Borderline Case: Some Real News Beyond the "Reset" Rhetoric
In the last few days, Barack Obama has delivered two “major,”
“landmark,” even “historic” speeches, which apparently have “reset”
American policy in the Middle East, reaffirmed
the overwhelming importance of “the West”
(i.e., Britain and America) to the proper functioning of the world,
and, we are told, “squarely” put the United States on the side of the
dissidents and rebels of the Arab Spring.
Of course, none of it is true. Obama’s soaring rhetoric about America
changing its policy of supporting dictators in favour of boosting
democracy in the Middle East could have been taken word for word from
several major landmark historic speeches that George W. Bush made on the
same subject. But these words – the ones Bush used to mouth and the one
mouthed by Obama these days – are always belied by the facts on the
ground.
For example, in his afflated rhetoric to the UK parliament, Obama
piously declared that “democracies are our best allies.” But in fact, on
the ground, America’s best ally in the Middle East, outside of Israel,
is Saudi Arabia – the most repressive, extremist regime on the face of
the earth, with the possible exceptions of North Korea and Burma. And
while Obama waxed lyrical about “the West’s” great moral beaconry and
devotion to peace, NATO forces were pounding Tripoli with Western bombs,
and planning to send Apache attack helicopters
(whose very name evokes stirring echoes of the West’s pious history and
its attitude toward ‘recalcitrant’ native tribes like the heathen
redskins out West and those worthless sandgrubbers in Libya) to take
part in a civil war between two armed factions.
But really, it is pointless to parse these things, or expend any
mental energy on them at all, beyond that needed to note the murderous
mendacity of these grand occasions with their endlessly rehashed
bromides. There is no “news” in Obama’s speeches, nothing that will
materially affect any of the complex processes now playing out in the
Arab world (aside, of course, from his earnest pledge to continue
killing people in Libya in order to save people in Libya from, er, being
killed). The phrase “hot air” falls cosmically short of capturing the
vacuous insubstantiality of these weighty addresses.

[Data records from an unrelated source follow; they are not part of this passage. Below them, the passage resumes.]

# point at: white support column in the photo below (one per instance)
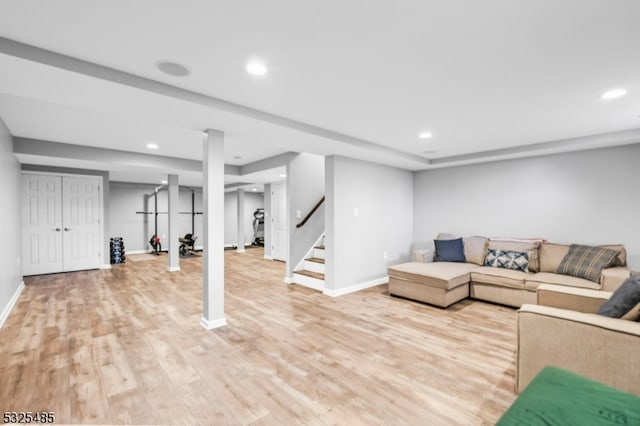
(213, 231)
(241, 220)
(173, 260)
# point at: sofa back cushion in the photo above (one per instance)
(586, 261)
(624, 302)
(550, 255)
(621, 259)
(475, 249)
(530, 247)
(449, 250)
(518, 260)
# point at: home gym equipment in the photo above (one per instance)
(155, 243)
(187, 244)
(116, 247)
(258, 227)
(155, 240)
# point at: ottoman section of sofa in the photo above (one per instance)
(439, 283)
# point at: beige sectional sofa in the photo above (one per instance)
(444, 283)
(564, 330)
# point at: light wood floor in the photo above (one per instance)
(126, 346)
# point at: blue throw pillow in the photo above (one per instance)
(449, 250)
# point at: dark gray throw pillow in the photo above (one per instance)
(626, 297)
(449, 250)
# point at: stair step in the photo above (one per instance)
(311, 274)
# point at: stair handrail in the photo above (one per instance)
(313, 210)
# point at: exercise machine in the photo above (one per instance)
(155, 242)
(187, 244)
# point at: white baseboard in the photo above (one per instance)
(211, 324)
(356, 287)
(12, 302)
(136, 252)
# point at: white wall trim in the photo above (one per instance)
(136, 252)
(12, 302)
(356, 287)
(211, 324)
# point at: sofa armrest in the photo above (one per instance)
(424, 256)
(604, 349)
(612, 278)
(571, 298)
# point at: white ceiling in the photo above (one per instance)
(481, 76)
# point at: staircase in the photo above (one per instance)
(311, 271)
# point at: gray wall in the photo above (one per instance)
(305, 187)
(10, 269)
(356, 245)
(105, 195)
(267, 221)
(252, 201)
(587, 197)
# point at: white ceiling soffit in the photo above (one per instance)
(378, 153)
(128, 166)
(490, 80)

However, there was some real news in the Middle East this week, a
development that will actually have a far greater impact on the
labyrinthine power plays in the Middle East than any rhetorical “reset”
in Washington. The Egyptian government announced
that it is lifting the hideous blockade of Gaza imposed by the Mubarak
regime in collaboration with Israel – a move which turned Gaza into a
Warsaw Ghetto writ large, the “world’s largest open-air prison,” and
subjected multitudes of innocent people to horrible suffering, grinding
poverty, declining health, hopelessness, despair and rage. All of this
was imposed on the Palestinians in Gaza for their heinous crime of ...
voting for the wrong party in a free, fair, open democratic election. So
much for the great Western commitment to “democracy” limned so nimbly
by Obama this week.
Of course, anyone with the slightest acquaintance of history (which,
of course, leaves out 97 percent of the Anglo-American chattering
classes) knows that the United States has always been firmly and
forthrightly committed to democracy for all god’s chillums all over the
world – as long as they vote for the leaders that Washington wants.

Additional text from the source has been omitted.